By analyzing existing cross correlation between Visa Class A and Performance Trust Municipal, you can compare the effects of market volatilities on Visa and Performance Trust and check how they will diversify away market risk if combined in the same portfolio for a given time horizon. You can also utilize pair trading strategies of matching a long position in Visa with a short position of Performance Trust. Check out your portfolio center. Please also check ongoing floating volatility patterns of Visa and Performance Trust.
Diversification Opportunities for Visa and Performance Trust
0.02 | Correlation Coefficient |
Significant diversification
The 3 months correlation between Visa and Performance is 0.02. Overlapping area represents the amount of risk that can be diversified away by holding Visa Class A and Performance Trust Municipal in the same portfolio, assuming nothing else is changed. The correlation between historical prices or returns on Performance Trust and Visa is a relative statistical measure of the degree to which these equity instruments tend to move together. The correlation coefficient measures the extent to which returns on Visa Class A are associated (or correlated) with Performance Trust. Values of the correlation coefficient range from -1 to +1, where. The correlation of zero (0) is possible when the price movement of Performance Trust has no effect on the direction of Visa i.e., Visa and Performance Trust go up and down completely randomly.
Pair Corralation between Visa and Performance Trust
Taking into account the 90-day investment horizon Visa Class A is expected to generate 3.53 times more return on investment than Performance Trust. However, Visa is 3.53 times more volatile than Performance Trust Municipal. It trades about 0.44 of its potential returns per unit of risk. Performance Trust Municipal is currently generating about -0.04 per unit of risk.
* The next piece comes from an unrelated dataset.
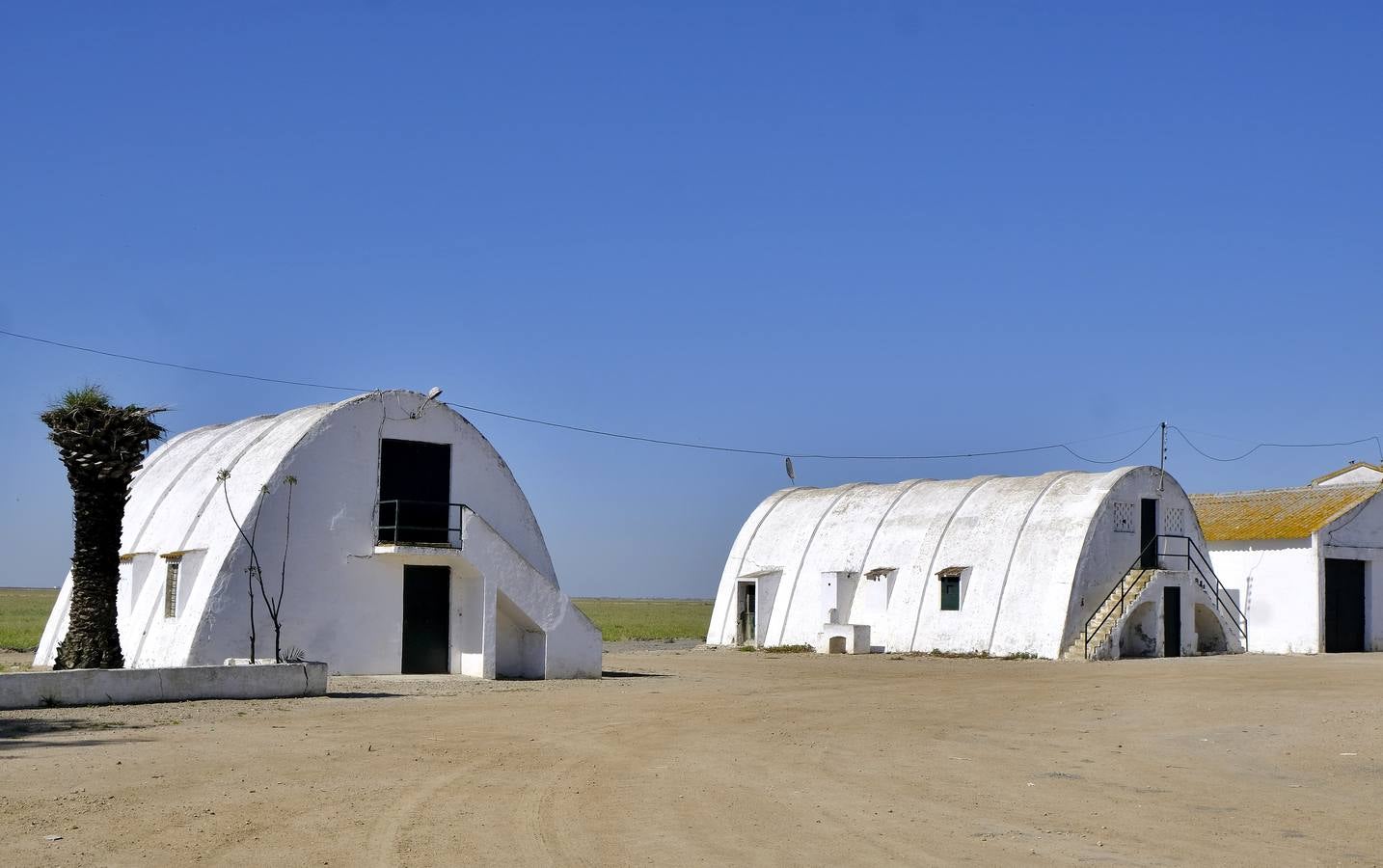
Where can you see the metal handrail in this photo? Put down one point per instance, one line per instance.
(393, 529)
(1219, 592)
(1122, 596)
If you would invest 31,440 in Visa Class A on November 3, 2024 and sell it today you would earn a total of 2,740 from holding Visa Class A or generate 8.72% return on investment over 90 days.
Time Period | 3 Months [change] |
Direction | Moves Together |
Strength | Insignificant |
Accuracy | 100.0% |
Values | Daily Returns |
Visa Class A vs. Performance Trust Municipal
Performance |
Timeline |
Visa Class A |
Performance Trust |
Visa and Performance Trust Volatility Contrast
Predicted Return Density |
Returns |
Pair Trading with Visa and Performance Trust
The main advantage of trading using opposite Visa and Performance Trust positions is that it hedges away some unsystematic risk. Because of two separate transactions, even if Visa position performs unexpectedly, Performance Trust can make up some of the losses. Pair trading also minimizes risk from directional movements in the market. For example, if an entire industry or sector drops because of unexpected headlines, the short position in Performance Trust will offset losses from the drop in Performance Trust's long position.Visa vs. American Express | Visa vs. PayPal Holdings | Visa vs. Capital One Financial | Visa vs. Upstart Holdings |
Performance Trust vs. Performance Trust Strategic | Performance Trust vs. Performance Trust Municipal | Performance Trust vs. Sierra Strategic Income | Performance Trust vs. Nuveen High Yield |
Check out your portfolio center.Note that this page's information should be used as a complementary analysis to find the right mix of equity instruments to add to your existing portfolios or create a brand new portfolio. You can also try the Investing Opportunities module to build portfolios using our predefined set of ideas and optimize them against your investing preferences.